Confessions of a Royal Bridegroom(155)



She stared into the woman’s pale face, taking in the deep well of sorrow in her extraordinary eyes. Yet again a whisper of familiarity tugged at Justine’s senses.

A sense of impending doom winched a tight band around her chest. “Who are you?” she whispered.

For a moment, dread seemed to shimmer in the woman’s gaze. Then she spoke in a calm voice. “I’m Chloe Steele. Your husband’s mother.”





CHAPTER Twenty-Four



An unholy combination of fury and fear hazed Griffin’s vision as he pounded on Dominic’s front door. Justine and the baby were gone, but she’d left him a brief note written in a shaky hand. The final sentence had torn through him like buckshot.




I do not know if we will ever meet again, but know that you will always have my gratitude and my fondest hopes that you will find all the happiness you so truly deserve.




She’d signed it Justine Steele.

Well, Mrs. Steele was about to discover that her foolhardy attempt to escape him was doomed to failure.

His fist was in mid-pound when the door pulled open to reveal Dominic’s butler.

“Is he in?” Griffin snapped as he pushed past Smithwell into the entrance hall.

“He’s in his study, but he’s with someone. You should wait,” the butler said in an odd voice.

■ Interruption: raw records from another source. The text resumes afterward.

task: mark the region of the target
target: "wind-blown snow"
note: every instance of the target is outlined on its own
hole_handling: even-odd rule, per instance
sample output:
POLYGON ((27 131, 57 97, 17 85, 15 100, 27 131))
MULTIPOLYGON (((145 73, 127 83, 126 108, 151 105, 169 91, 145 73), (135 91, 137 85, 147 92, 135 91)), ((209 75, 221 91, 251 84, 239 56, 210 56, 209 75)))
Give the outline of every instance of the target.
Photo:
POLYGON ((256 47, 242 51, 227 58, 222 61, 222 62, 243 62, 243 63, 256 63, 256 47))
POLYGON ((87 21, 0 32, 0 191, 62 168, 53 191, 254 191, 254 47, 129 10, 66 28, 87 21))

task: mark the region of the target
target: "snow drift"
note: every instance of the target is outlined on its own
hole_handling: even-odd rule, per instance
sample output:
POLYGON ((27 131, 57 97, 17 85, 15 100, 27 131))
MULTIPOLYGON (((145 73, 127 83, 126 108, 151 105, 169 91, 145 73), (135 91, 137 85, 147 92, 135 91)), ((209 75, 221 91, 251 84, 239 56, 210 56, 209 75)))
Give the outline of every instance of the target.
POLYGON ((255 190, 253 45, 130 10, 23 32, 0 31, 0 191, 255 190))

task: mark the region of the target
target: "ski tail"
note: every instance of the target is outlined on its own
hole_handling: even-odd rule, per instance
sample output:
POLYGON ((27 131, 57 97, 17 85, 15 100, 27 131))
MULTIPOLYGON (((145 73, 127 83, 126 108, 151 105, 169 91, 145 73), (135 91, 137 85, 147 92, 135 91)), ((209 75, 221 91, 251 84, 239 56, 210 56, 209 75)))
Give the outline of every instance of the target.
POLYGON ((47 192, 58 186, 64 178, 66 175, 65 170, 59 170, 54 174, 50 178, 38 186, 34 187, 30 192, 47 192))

Griffin cast him an impatient glance, vaguely noting that the normally impassive Smithwell looked as sallow as curdled milk.

“This can’t wait.” He strode to the stairs.

“But, sir,” Smithwell cried as he followed him, “you mustn’t barge in! Let me inform Sir Dominic you’re here.”

Griffin took the stairs three at a time. Smithwell bleated in his wake, but Griffin had no intention of waiting for him or anyone else. As furious as he was with Justine, what drove him now was fear for her safety, and the child’s. Griffin had little doubt that Count Marzano and his henchmen were even now closing in on them.

He pushed open the door to the study and strode in. Dominic was standing behind his desk, peering at the tall, slender woman in front of him.

“Forgive the interruption,” Griffin said, not feeling the least bit sorry, “but this can’t wait.”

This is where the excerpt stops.